Because kids in crisis, kids in worlds of hurt, kids in need of tools to help them self-regulate need this.


Amazing Grace.

Sunday, August 22, 2010

Trying To Adjust



Hey All,
  I stepped away from much of my routine to celebrate Foodie getting married.  What a great week away.  What a great wedding.  What a great Union.  What a great daughter-in-law I got.


Anyway, when I returned home with Superman (Movie Man and Hub stayed for a few more days), I was hurled into my new job.  My new career.  My new adventure.  It's a mixed bag and I sure as hell hope I get things sorted out and feel some peace about it all.


I am going to teach an advanced research-based methods course and supervise special education student teachers.  I had hoped for full time employment that would include an office, a home away from home.  A place to replace my classroom.  A place to practice the back-to-school-set-up-my-classroom rituals I so loved for 18 years.  Well, there is no longer such a place for me.  Except in my heart.  


So much of preparing for a new school year is about making the learning space for my students what it needs to be for them.  For 18 years, whole summers of thought and planning went into the start of a new year, but I had a tangible place in which to visualize, decorate, plan, shove belongings, furniture, resources around.  A room of my own.  I cannot tell you how many hours I spent just sitting in the middle of my classrooms amidst entire contents shoved either to one side or piled in the middle after cleaning services were done with polishing the floors and wiping down the surfaces.  I was never one to leave bulletin boards up.  I always took everything down and put it away.  I never wanted to be in a rut.  My kiddos returned to me and they deserved to see new things from different perspectives.  What worked and was comforting went back up, but usually in a different place.


It was the rearranging and shoving around of the heavy classroom furniture that helped me prepare, ground myself, rethink the whys, wheres and intentions of the last year's choices.  Even when I moved and changed districts and students, pondering past choices while looking ahead is what centered me.  


So what am I to do this year?  How will I adjust to a fresh start with no classroom that is mine and only mine?  How will I keep my wits about me without the benefit of seeing my dear colleagues throughout the day?  How will I feel a sense of belonging?  All the things I relied on for 18 years are no more.  And how will I ever adjust to the whole concept of academic freedom?  Wow.  What I have always craved, but now facing it, I am a bit perplexed.  

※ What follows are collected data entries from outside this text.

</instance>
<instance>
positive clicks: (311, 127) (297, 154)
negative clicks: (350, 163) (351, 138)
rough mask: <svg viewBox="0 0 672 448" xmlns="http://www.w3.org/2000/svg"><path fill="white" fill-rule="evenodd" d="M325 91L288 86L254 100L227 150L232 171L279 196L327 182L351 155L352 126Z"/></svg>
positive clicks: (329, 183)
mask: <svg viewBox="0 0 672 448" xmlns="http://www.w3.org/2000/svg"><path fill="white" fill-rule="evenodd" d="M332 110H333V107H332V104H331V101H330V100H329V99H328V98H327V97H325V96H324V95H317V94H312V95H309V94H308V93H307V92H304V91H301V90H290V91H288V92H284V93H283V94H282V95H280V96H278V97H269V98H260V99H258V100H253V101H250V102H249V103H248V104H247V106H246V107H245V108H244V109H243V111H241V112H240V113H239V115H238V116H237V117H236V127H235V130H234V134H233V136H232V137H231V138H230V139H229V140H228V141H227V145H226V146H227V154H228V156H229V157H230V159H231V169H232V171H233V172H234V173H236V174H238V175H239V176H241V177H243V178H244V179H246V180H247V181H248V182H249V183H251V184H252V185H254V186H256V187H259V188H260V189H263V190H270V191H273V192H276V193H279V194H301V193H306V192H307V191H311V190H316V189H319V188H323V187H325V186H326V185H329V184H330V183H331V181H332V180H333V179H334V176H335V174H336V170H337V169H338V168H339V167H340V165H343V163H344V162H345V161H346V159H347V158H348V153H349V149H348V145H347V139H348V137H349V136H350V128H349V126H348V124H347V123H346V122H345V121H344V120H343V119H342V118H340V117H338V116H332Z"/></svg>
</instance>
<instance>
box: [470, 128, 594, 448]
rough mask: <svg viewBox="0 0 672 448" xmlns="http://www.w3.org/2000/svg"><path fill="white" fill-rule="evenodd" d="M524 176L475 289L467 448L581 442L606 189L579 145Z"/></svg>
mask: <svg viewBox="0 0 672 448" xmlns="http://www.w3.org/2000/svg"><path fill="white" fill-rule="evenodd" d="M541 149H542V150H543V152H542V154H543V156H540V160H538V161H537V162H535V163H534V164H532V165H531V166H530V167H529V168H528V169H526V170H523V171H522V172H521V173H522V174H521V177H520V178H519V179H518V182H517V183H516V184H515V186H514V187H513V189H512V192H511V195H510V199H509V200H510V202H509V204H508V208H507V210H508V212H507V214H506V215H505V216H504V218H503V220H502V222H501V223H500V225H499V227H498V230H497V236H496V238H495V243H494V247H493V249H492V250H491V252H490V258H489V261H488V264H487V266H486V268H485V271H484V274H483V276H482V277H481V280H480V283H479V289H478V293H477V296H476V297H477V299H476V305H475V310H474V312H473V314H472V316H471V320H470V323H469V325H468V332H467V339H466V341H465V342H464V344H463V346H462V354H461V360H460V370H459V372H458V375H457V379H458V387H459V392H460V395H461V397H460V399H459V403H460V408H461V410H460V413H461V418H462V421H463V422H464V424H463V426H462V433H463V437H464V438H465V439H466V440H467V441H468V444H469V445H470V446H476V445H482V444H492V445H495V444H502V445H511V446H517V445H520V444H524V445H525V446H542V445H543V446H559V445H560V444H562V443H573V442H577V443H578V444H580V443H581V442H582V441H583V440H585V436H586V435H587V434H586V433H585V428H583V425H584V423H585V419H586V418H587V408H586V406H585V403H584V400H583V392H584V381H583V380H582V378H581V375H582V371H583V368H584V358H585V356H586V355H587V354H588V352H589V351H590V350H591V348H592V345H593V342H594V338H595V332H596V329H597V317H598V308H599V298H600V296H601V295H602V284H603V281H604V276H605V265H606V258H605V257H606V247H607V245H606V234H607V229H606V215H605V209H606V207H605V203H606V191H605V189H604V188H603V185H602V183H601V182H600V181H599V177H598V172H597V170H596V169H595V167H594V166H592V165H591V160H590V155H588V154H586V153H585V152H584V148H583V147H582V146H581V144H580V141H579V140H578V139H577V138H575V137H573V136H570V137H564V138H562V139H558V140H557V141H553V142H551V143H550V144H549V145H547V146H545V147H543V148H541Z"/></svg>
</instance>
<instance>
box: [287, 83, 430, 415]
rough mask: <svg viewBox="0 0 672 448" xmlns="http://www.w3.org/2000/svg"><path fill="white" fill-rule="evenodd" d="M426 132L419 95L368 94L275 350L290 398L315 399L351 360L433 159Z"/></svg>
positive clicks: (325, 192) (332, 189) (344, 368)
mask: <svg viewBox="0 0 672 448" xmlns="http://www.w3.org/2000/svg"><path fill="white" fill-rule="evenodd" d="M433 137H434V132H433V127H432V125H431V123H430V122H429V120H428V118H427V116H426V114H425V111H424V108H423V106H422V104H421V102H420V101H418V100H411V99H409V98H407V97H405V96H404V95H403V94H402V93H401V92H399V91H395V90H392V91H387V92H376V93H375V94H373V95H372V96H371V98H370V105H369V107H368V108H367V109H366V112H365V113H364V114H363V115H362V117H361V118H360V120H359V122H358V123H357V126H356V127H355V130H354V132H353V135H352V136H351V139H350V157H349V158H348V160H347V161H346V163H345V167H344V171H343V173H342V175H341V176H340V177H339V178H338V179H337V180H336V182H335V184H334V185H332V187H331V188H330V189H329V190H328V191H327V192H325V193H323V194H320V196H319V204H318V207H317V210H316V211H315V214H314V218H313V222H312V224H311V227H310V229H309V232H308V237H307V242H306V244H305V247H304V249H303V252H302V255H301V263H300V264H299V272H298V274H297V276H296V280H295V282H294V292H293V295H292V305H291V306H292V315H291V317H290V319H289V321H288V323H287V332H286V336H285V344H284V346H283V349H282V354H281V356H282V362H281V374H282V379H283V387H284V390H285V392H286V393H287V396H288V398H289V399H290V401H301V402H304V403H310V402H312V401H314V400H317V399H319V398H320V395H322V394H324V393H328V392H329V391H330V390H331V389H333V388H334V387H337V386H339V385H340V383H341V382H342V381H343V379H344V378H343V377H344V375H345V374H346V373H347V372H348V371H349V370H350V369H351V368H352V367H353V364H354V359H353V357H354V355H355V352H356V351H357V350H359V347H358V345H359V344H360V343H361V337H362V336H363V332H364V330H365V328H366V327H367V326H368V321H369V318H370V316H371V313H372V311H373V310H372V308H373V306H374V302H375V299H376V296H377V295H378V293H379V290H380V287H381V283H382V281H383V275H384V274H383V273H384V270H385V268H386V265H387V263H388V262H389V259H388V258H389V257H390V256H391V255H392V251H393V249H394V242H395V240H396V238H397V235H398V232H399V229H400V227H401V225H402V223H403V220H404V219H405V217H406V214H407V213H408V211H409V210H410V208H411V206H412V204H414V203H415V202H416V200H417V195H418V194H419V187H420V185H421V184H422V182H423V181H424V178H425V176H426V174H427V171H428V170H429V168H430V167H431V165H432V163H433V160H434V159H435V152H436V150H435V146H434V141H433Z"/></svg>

But maybe that's OK.  Maybe that's good.


Moving on.  Passing the baton.  Sharing my story as special education teacher.  Helping new teachers stretch and question to become independent thinkers.  Exposing them to my unconventional methods.  Hoping against all hope that I can encourage them, keep them passionate, teach them advocacy, warn them without scaring the shit out of them.


But they better be good or I won't pass them on.  After all, my own special needs kiddos may well be their future students.